Filter is again really simple: it takes one Iota and a function pointer. On construction of Filter, we call testAndIterate, which pops elements from Iota until it is either empty or the predicate returns false. The idea is that the passed predicate decides what to filter out and what to keep. The properties front and empty just forward to Iota. The only thing that actually does any work is popFront. It pops the current element and calls testAndIterate. That’s it. That’s an implementation of filter.

Sure, there is a new while loop in testAndIterate, but rewriting that with recursion is just silly, in my opinion. What makes D great is that you can use the right tool for the job. Functional programming is fine and dandy a lot of the time, but sometimes it’s not. If a bit of inline assembly would be necessary or nicer, use that.

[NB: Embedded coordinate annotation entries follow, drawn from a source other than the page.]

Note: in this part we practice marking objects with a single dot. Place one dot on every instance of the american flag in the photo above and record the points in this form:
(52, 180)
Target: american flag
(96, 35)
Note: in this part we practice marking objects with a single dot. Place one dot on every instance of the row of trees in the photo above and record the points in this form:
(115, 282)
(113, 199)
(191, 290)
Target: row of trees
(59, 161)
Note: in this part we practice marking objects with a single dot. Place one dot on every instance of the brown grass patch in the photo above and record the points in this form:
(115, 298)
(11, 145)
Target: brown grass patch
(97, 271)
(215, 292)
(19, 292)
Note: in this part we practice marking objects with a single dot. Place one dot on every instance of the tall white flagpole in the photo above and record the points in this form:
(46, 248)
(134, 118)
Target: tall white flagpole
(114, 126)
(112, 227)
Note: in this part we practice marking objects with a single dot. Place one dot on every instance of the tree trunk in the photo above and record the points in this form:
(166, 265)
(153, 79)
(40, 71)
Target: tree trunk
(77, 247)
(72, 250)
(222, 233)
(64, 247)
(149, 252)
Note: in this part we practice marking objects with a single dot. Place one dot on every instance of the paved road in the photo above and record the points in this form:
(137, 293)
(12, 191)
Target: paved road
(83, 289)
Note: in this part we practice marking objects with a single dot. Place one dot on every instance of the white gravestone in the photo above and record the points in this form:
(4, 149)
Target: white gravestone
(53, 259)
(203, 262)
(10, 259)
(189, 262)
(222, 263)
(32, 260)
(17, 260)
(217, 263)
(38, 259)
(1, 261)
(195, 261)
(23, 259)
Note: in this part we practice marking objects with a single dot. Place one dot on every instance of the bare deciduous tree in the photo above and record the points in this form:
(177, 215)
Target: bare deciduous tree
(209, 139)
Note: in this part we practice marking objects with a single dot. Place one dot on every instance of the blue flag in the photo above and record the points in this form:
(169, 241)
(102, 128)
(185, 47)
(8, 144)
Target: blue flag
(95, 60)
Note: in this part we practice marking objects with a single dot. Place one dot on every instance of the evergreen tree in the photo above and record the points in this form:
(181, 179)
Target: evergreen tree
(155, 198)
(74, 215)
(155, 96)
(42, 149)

The call to Filter still does not look very nice. Assuming, you are used to reading from left to right, Filter comes before Iota, even though it is executed after Iota. D has no pipe operator, but it does have Uniform Function Call Syntax (UFCS). If an expression can be implicitly converted to the first parameter of a function, the function can be called like it is a member function of the type of the expression. That’s a lot of words, I know. An example helps:

string foo(string a) {
return a ~ "World";
}

unittest {
string a = foo("Hello ");
string b = "Hello ".foo();
assert(a == b);
}

The above example shows two calls to the function foo. As the assert indicates, both calls are equivalent. What does that mean for our Iota Filter example? UFCS allows us to rewrite the unit test to:

unittest {
foreach(it; Iota(1,10).Filter(&isEven)) {
writeln(it);
}
}

Implementing a map/transform range should now be possible for every reader. Sure, Filter can be made more abstract through the use of templates, but that’s just work, nothing conceptually new.

Of course, there are different kinds of ranges, like a bidirectional range. Guess what that allows you to do. A small tip: a bidirectional range has two new primitives called back and popBack. There are other range types as well, but after you understand the input range demonstrated twice above, you pretty much know them all.

P.S. Just to be clear, do not implement your own filter, map, or fold; the D standard library Phobos has everything you every need. Have a look at std.algorithm and std.range.